Her home was large, imposing and, despite Grace Roberts’ attempts to brighten it up with a few flowers, cheerless. Grace had had no idea that the daughter of the house had that day married the handsome man by her side, and had been her usual pleasant self to Phelix.
‘Your father had to go out urgently,’ she said. ‘But he left a message for you to leave the document in his study and said he’ll attend to it.’
Hot, embarrassed colour flared to Phelix’s face, a horrible dread starting to take her that her father might be intending to renege on the part of the deal he had made with Nathan Mallory. That Nathan, his competitor, having kept his part of the bargain, had been hung out to dry!
‘Thank you, Grace,’ she managed. ‘Er—this is Mr Mallory…er…’
‘Shall I get you some tea?’ Grace asked, seeming to realise she was struggling.
‘That would be nice,’ Phelix answered and, as Grace went kitchenwards, ‘My father must have left an envelope for you in his study,’ Phelix suggested. Hoping against hope that her fears were groundless, and that there would be an envelope on the desk with Nathan’s name on it, she led the way to the study.
But there was no envelope. Scarlet colour scorched her cheeks again, and she felt she would die of the humiliation of it. ‘I’m s-sorry,’ she whispered to the suddenly cold-eyed man by her side. ‘I’m sure my father will be home soon,’ she went on, more in hope than belief. ‘Shall we have tea while we wait?’
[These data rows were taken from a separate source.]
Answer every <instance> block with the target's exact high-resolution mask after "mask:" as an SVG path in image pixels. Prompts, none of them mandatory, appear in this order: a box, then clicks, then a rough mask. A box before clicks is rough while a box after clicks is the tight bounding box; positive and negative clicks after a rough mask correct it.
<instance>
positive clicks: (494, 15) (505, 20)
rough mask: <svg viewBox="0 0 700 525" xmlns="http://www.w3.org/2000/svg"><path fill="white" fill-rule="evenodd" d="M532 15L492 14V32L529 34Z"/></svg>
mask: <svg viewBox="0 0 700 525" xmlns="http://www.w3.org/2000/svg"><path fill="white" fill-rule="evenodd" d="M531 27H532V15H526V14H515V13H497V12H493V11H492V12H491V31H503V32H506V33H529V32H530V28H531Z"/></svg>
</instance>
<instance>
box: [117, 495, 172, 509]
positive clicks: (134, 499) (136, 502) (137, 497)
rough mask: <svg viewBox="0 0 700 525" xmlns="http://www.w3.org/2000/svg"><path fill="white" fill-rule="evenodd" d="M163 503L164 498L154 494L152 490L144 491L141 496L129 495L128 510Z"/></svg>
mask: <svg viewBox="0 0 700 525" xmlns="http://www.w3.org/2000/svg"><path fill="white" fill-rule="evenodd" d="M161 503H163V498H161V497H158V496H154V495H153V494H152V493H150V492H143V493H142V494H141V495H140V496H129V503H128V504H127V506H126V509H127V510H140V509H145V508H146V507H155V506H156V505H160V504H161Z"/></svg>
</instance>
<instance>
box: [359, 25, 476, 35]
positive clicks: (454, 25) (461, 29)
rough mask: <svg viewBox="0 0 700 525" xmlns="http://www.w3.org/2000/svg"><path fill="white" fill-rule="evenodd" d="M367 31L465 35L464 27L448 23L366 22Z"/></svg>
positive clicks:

Apart from Henry Scott, who had occasionally in the past called at the house with important papers for her father to sign, Phelix was unused to entertaining anyone. If her father had been delayed, her mother had always offered Henry refreshment of some kind.
So copying her mother’s graceful ways, even if she was feeling awkward, Phelix gave her new and promised to be temporary husband tea.
It was Grace Roberts’ evening off—she was going to the theatre and would be staying with a friend overnight. ‘You’ve everything you need?’ she enquired, with a professional look around.
‘Everything’s fine, thank you, Grace. Enjoy the theatre,’ Phelix bade her.
‘Grace has been with you for some while?’ Nathan, with better manners than her father, stayed civilly polite to ask a question he could have no particular interest in knowing the answer to.